As you step into the space the chronology evaporates. This is not a story of progression or career milestones. Tillmans leans into the ghost of the library, weaving his work into its very frame. Photographs cover the walls in constellations, videos, sound, and music bleed into the flow. Original library tables are converted into vitrines holding Tillmans’s vast paper archive: magazines, artist books, graphic design projects, all documenting Tillmann’s diverse editorial practice.


For Tillmans photography is never just a picture on the wall. It’s process, accident, experiment.  Tillmans has long been fascinated by imperfection and chance. In the “Freischwimmer” and “Greifbar” light literally paints across photographic paper, contaminating it into abstraction. The gleam of the “Silver” series comes from an unpredictable chemical reaction of a developer on a photographic paper. His “Lighter” works capture the fold of photographic paper into sculptural forms, collapsing the flat image back into three dimensions. In his “Paper drops” he returns that three-dimensionality to the print itself. These material explorations are exhibited not as detours, but as part of the same vocabulary that includes portraits of friends, still lifes of fruit, posters, and snapshots of life. The spectrum is wide, but the impulse is constant: to test how photography records, resists, and reinvents reality.


One of the exhibition’s great pleasures is its refusal to stick to a single mode of display. Visitors sit, lie down, wander—absorbed into the rhythm of the installation itself. The usual museum ritual of walking, pausing, staring gives way to something more playful, more contemplative.


Elsewhere, the “Truth Study Centre” installations take the opposite approach: dense, layered, restless. Photocopies, screenshots, clippings, and photographs pile up across tables, exposing the fragile mechanisms by which knowledge and misinformation take shape. These works, ongoing since 2005, remind us that images are not neutral, and neither are the structures that deliver them.

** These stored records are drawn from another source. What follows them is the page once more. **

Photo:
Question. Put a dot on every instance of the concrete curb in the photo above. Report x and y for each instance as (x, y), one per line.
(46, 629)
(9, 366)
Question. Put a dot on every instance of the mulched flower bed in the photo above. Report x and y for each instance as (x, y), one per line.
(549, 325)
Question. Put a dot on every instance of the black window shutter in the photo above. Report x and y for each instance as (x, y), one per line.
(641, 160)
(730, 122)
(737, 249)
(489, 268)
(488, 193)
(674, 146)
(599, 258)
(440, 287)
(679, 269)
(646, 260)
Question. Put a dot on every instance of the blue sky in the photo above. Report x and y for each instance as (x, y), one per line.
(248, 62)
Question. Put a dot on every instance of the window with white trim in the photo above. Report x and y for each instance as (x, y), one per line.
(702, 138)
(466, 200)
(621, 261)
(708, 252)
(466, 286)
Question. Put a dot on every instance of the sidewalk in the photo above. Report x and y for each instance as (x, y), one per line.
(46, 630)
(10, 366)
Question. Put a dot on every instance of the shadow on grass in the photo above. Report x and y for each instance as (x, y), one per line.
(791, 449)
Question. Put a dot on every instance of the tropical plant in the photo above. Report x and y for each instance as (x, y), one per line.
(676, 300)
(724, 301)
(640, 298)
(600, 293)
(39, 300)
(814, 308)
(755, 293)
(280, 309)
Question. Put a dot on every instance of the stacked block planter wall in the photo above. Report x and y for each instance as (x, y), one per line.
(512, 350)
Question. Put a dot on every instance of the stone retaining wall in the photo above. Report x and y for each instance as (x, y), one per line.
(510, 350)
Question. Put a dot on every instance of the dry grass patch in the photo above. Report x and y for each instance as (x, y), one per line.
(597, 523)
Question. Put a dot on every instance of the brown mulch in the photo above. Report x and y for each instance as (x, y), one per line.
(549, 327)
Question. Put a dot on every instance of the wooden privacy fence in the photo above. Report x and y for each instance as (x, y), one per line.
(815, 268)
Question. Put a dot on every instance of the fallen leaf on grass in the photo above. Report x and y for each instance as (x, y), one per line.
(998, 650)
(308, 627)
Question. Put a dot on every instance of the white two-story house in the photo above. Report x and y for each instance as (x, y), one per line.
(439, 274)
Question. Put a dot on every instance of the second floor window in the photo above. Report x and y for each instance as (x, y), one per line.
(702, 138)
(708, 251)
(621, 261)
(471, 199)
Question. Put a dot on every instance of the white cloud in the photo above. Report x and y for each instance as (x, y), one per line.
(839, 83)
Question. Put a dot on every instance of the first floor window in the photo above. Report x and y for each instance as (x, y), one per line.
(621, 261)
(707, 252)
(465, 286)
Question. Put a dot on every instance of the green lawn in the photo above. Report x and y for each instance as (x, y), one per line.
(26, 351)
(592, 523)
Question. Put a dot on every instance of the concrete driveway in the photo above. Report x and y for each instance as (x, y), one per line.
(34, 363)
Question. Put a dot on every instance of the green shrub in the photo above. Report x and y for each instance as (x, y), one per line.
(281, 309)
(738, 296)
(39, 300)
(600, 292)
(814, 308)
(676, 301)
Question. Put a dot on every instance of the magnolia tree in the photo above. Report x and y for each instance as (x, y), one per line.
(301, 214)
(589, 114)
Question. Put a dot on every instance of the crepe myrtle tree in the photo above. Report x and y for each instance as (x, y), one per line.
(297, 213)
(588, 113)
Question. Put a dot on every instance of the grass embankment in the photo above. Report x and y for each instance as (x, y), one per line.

If there is a thread tying everything together, it is time itself. Early works from the 1980s hang near brand-new ones from 2025. Objects, places, people, happenstances and abstract forms all appear as fragments of history in the making. Tillmans’s work shows just how fluid the boundary is between the personal and the political, the local and the global.


Technology is folded into this vision as well. For Tillmans, the move from analogue to digital was not the end of photography’s credibility but the beginning of a new chapter. He has embraced high-definition detail, the glitches of screens, even the looming presence of data centers. These works sit easily in dialogue with the Pompidou itself, a building long celebrated as a symbol of a new era, embodying innovation and radical ideas. Both the architecture and the artworks remind us that the digital is never truly immaterial, it is tied to infrastructure, energy and weight.


What makes the exhibition remarkable is how it feels less like a summing-up and more like a new beginning. Restless, open-ended, full of unfinished sentences.Tillmans has always blurred boundaries: between the personal and the collective, between abstraction and representation, between the intimacy of a snapshot and the monumentality of installation. His work is political without slogans, emotional without sentimentality, experimental without losing touch with the world.


As a farewell to the Centre Pompidou before its long renovation, the choice of Tillmans feels right. His exhibition is not about nostalgia; it is about transformation, about the constant reworking of form, space, and meaning. It captures the contradictions of living in the present with one eye on history and the other on what comes next.


This exhibition is a reminder that Tillmans has not only redefined photography—he has redefined how photography can be seen, felt and lived. And as the Pompidou closes its doors, it leaves behind a final image: not an ending, but an opening.